Applying these equitable considerations, the Court finds
that Defendants are entitled to reasonable fees and costs incurred for the
common benefit in the amount of $202,899.10.
CONCLUSION:
Accordingly, Defendants’ Motion for Attorney’s Fees is
GRANTED IN PART as described herein. Defendants are awarded attorney’s fees in
the amount of $202,899.10.
Moving Parties to give notice.
IT IS SO ORDERED.
Dated: January 25,
2023 ___________________________________
Theresa
M. Traber
Judge
of the Superior Court
Any party may submit on the
tentative ruling by contacting the courtroom via email at Smcdept47@lacourt.org by no later than 4:00 p.m. the day
before the hearing. All interested parties must be copied on the email. It
should be noted that if you submit on a tentative ruling the court will still
conduct a hearing if any party appears.
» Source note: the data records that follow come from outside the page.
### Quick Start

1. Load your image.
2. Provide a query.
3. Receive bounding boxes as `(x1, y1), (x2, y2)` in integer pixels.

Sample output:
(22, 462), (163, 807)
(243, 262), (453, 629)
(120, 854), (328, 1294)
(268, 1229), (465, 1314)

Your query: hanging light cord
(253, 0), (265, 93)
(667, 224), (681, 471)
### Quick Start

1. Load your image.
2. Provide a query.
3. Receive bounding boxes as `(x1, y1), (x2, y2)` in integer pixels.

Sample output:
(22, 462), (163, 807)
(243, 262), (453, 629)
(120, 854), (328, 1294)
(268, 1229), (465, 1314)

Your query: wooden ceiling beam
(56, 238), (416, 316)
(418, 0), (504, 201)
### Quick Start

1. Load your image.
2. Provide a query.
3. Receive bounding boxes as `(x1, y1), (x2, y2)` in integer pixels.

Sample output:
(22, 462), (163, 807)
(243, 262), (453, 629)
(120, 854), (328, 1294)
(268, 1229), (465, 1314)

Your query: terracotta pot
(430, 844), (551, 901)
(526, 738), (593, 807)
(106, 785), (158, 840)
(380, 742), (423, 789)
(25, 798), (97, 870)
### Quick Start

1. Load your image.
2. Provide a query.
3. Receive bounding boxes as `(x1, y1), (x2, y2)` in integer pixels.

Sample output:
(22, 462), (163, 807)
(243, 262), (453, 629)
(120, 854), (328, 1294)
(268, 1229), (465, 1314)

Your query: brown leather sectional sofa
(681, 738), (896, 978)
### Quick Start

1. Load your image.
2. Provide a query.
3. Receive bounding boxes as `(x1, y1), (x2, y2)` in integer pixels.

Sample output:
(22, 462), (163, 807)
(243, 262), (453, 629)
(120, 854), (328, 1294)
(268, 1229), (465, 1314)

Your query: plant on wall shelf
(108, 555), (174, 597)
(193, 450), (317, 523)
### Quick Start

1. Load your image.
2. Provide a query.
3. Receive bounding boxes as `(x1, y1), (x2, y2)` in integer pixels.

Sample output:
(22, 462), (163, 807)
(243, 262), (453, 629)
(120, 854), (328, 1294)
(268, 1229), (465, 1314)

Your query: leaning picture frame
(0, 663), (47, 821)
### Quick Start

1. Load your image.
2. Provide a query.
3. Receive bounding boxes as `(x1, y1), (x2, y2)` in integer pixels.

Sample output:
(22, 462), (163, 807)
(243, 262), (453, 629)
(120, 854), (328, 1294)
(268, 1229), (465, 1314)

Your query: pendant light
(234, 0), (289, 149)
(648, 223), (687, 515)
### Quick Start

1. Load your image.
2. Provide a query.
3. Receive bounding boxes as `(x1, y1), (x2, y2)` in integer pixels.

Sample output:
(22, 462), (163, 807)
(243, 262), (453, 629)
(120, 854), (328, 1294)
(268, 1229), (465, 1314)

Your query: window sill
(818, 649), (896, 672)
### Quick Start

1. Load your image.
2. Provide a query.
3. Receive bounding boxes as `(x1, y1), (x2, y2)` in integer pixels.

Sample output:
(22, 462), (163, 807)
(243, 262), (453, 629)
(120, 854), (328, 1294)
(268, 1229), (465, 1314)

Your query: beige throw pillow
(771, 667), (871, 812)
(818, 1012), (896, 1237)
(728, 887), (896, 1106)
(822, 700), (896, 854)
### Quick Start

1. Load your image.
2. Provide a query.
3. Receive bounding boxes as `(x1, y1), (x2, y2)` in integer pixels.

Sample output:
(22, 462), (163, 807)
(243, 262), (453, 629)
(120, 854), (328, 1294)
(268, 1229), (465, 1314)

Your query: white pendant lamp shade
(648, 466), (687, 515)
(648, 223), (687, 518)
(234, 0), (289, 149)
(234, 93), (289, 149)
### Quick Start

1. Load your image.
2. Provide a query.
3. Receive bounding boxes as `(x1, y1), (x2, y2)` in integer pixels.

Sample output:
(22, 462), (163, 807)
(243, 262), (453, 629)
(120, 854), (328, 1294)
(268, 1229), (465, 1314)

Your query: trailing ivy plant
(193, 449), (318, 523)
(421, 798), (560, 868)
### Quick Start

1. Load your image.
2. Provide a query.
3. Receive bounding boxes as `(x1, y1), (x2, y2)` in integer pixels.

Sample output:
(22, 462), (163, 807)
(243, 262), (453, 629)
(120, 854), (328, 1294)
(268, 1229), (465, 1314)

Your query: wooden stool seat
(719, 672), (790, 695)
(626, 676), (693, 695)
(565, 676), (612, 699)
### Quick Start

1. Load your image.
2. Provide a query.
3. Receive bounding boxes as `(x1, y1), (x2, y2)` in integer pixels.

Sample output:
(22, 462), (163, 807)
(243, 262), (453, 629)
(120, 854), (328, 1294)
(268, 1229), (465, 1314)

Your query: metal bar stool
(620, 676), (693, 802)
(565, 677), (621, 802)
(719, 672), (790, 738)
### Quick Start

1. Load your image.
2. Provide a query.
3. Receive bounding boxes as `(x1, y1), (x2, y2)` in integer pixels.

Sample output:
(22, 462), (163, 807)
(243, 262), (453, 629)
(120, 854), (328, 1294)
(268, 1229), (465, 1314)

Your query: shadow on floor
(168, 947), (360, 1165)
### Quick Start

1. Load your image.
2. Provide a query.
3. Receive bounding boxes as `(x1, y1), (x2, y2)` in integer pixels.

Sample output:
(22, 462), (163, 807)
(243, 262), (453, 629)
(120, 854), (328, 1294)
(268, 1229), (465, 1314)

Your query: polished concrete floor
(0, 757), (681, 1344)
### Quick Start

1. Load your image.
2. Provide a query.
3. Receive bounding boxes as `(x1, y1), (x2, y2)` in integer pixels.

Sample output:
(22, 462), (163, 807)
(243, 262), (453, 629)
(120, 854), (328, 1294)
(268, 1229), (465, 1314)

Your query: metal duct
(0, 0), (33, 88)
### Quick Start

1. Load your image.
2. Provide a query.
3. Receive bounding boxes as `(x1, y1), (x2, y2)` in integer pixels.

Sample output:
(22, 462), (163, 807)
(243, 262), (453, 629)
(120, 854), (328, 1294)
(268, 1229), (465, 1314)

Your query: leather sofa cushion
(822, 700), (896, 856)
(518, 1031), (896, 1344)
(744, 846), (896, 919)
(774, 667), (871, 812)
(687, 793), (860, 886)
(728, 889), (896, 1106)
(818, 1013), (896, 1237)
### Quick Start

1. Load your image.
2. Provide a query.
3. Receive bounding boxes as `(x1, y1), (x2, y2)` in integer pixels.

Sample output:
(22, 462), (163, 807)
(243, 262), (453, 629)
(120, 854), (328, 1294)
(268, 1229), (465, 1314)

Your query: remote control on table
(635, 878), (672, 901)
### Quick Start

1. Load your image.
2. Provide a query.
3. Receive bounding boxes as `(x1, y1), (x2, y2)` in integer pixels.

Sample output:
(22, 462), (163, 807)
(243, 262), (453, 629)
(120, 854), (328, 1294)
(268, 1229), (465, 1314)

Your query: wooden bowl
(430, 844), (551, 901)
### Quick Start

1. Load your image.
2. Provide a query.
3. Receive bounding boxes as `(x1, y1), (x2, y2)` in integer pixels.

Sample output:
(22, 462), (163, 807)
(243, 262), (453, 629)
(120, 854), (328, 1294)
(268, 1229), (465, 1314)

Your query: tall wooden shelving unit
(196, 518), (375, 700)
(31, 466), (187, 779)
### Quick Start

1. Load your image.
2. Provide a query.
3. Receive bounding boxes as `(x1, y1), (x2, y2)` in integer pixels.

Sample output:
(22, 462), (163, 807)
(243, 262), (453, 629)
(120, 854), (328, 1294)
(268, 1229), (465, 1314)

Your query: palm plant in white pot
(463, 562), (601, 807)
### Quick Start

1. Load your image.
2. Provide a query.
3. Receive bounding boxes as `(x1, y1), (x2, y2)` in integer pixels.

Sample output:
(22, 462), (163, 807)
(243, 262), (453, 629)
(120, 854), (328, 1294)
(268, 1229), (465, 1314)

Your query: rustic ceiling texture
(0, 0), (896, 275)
By submitting on the tentative you
have, in essence, waived your right to be present at the hearing, and you
should be aware that the court may not adopt the tentative, and may issue an
order which modifies the tentative ruling in whole or in part.
[1] Most of
the parties are brothers with the same or nearly identical last names. for
clarity, the Court refers to each brother by his first name but means no
disrespect to the parties in doing so.
[2] Where a
party's name has been misspelled in an original pleading, the Court has simply
corrected the spelling without restating the original misspelling to denote the
name under which the party was erroneously sued.